Wandmalereien haben in Luxor eine jahrtausendealte Tradition: Sie sind zu finden an Grab-, Tempel- und Palastwänden, wo sie religiöse Themen zum Inhalt haben oder Nillandschaften und kriegerische Szenen zeigen. Im 19. Jahrhundert entstanden die sogenannten Hadsch-Malereien: farbenfrohe Wandbilder, mit denen Mekka-Pilger nach ihrer Rückkehr ihre Hauswände schmücken ließen - diese islamische Kunstform gibt es nur in Oberägypten.
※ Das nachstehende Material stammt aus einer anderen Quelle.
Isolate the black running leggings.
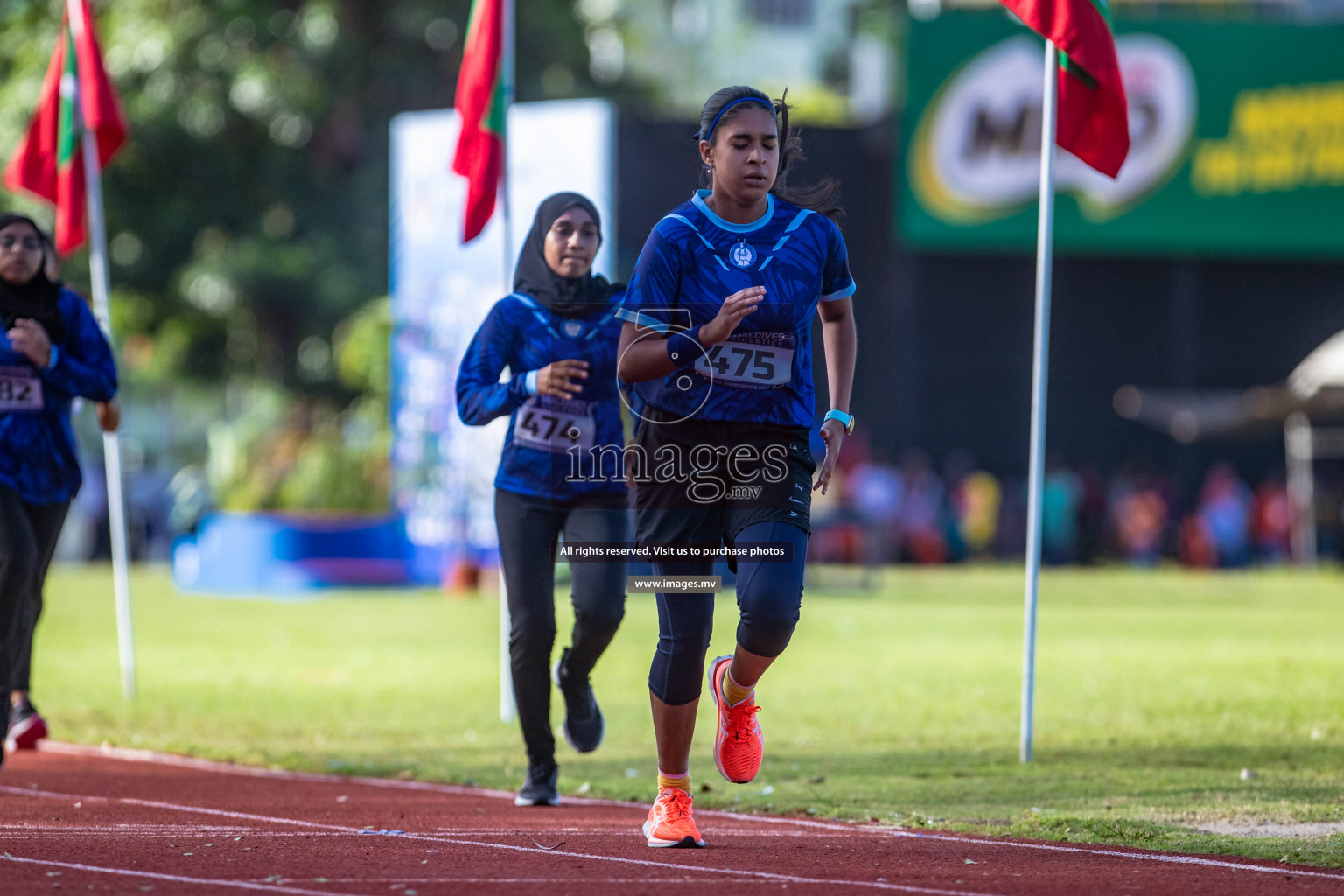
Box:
[494,489,630,765]
[0,485,70,707]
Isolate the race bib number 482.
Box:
[0,367,42,412]
[695,333,794,389]
[514,395,597,454]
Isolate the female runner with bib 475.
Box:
[619,88,856,846]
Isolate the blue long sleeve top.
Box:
[457,291,625,501]
[0,289,117,504]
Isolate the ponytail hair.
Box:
[695,85,844,221]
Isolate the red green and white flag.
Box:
[453,0,508,243]
[1001,0,1129,178]
[4,0,126,256]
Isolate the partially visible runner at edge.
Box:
[457,193,630,806]
[620,86,856,846]
[0,214,117,760]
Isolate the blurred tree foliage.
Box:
[0,0,599,397]
[207,298,393,510]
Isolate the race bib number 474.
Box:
[695,333,794,389]
[0,367,42,412]
[514,395,597,454]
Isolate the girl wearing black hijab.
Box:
[0,214,117,758]
[457,193,629,806]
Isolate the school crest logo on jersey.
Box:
[729,241,755,268]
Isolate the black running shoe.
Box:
[551,648,606,752]
[5,700,47,750]
[514,763,561,806]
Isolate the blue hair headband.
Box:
[700,97,774,141]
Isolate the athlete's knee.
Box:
[738,570,802,657]
[738,606,800,657]
[574,602,625,637]
[508,620,555,653]
[649,625,714,707]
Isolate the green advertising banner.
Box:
[898,12,1344,258]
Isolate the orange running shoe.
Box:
[710,657,765,785]
[644,788,704,849]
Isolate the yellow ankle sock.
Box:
[722,662,755,707]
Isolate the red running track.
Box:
[0,745,1344,896]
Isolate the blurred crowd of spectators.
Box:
[809,439,1344,568]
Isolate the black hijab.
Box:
[514,193,615,317]
[0,213,66,346]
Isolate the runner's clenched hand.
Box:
[7,317,51,367]
[812,421,844,494]
[700,286,765,348]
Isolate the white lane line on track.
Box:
[270,876,828,896]
[0,786,998,896]
[0,856,374,896]
[24,740,1344,881]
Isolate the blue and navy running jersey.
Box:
[0,289,117,504]
[457,293,625,501]
[620,189,855,426]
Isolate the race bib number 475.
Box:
[0,367,42,412]
[514,395,597,454]
[695,327,794,389]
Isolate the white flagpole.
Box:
[1018,40,1058,761]
[66,0,136,700]
[499,0,514,724]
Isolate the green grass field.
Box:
[24,567,1344,866]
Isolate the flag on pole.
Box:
[4,0,126,256]
[1001,0,1129,178]
[453,0,508,243]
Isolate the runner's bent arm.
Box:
[617,286,765,383]
[39,294,117,402]
[812,297,859,494]
[817,298,859,416]
[457,304,589,426]
[457,302,528,426]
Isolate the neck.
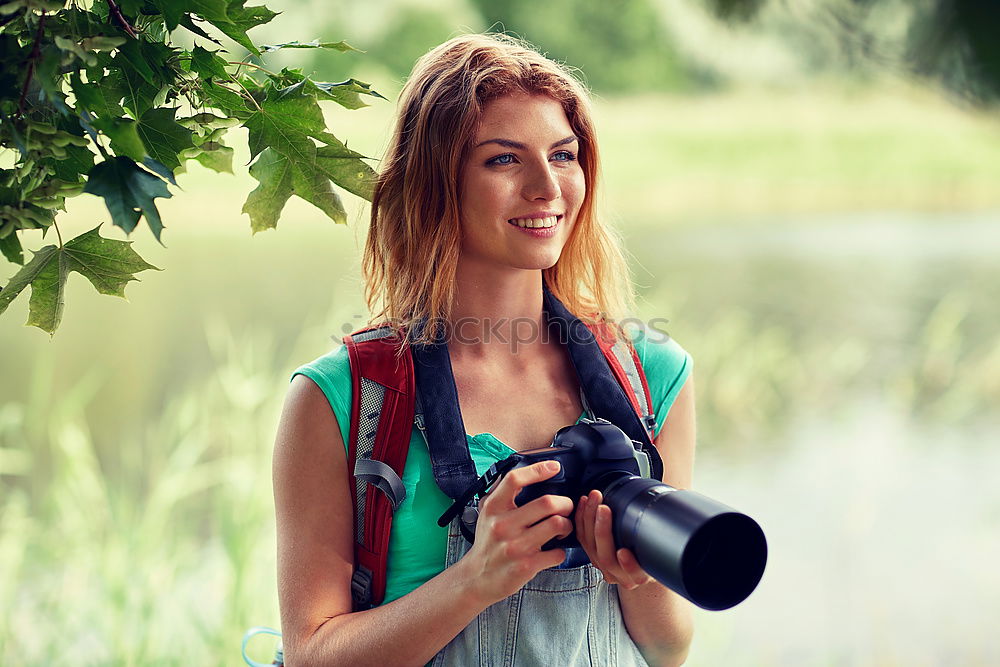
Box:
[448,261,544,361]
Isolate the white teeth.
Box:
[508,216,559,229]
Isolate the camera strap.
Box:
[438,454,520,528]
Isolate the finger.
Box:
[486,461,559,509]
[575,496,590,551]
[594,505,618,577]
[524,515,573,562]
[515,494,573,526]
[583,491,600,552]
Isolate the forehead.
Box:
[475,92,573,142]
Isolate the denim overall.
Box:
[431,508,648,667]
[413,288,662,667]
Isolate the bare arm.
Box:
[273,376,572,667]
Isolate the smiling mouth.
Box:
[507,215,563,229]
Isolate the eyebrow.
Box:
[475,134,579,151]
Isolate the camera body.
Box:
[438,419,767,610]
[511,419,650,549]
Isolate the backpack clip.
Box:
[351,565,373,611]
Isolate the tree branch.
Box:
[17,11,47,118]
[108,0,139,39]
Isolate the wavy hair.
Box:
[362,34,634,343]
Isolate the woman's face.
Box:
[459,93,587,270]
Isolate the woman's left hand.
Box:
[576,490,656,590]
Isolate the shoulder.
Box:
[629,324,694,435]
[629,324,694,381]
[289,344,352,443]
[289,344,351,403]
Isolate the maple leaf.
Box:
[0,225,160,334]
[243,148,347,234]
[83,156,172,244]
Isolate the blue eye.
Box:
[486,151,576,167]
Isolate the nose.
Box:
[522,160,562,201]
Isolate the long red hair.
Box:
[362,34,634,342]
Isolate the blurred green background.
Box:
[0,0,1000,665]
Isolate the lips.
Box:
[507,214,563,234]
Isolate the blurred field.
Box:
[0,83,1000,665]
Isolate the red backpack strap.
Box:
[344,326,416,610]
[587,322,657,442]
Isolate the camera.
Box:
[438,419,767,611]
Ähnlich bunt und liebevoll gemalt sind die Wände von Alabaster-Fabriken in Qurna, einem Dorf auf der Westbank von Luxor.
Hausfassade in Qurna - ein Mix aus Hadschmalerei und altägyptischen Motiven
Der Künstler Alaa Awad
Alaa Awad ist einer der jungen ägyptischen Street-Art-Künstler. Er wurde am 23. Dezember 1981 geboren und stammt ursprünglich aus Mansoura. 2004 promovierte er an der Kunstakademie in Luxor, wo er als Dozent im Department of Mural Painting lehrt. Nach Ausbruch der Ägyptischen Revolution am 25. Januar 2011 nahm sich der 31-jährige eine Auszeit und begann im November 2011 gemeinsam mit anderen Künstlern in Kairo, Mauern zu bemalen. Das Einzigartige an seiner Form der Straßenkunst: Sie erinnert an das glorreiche pharaonische Erbe Ägyptens. Sie beschwört Ägyptens ureigene Identität, indem sie traditionelle Motive aus Tempeln und Gräbern in Luxor akkurat aufgreift und in Bezug zur Gegenwart setzt.
Foto: Street-Art-Künstler Alaa Awad, © Videofilm "The Art of Narrating the Egyptian Revolution: An Interview with Alaa Awad"
"Ich war schon immer beeindruckt von der pharaonischen Kunst. Alle meine Wandbilder sind von der altägyptischen Kunst inspiriert, wenn auch mit einer abgewandelten und zeitgemäßeren Stimmung", sagt Alaa und: "Wir können unsere Zukunft nicht erkennen, wenn wir unsere Vergangenheit vergessen."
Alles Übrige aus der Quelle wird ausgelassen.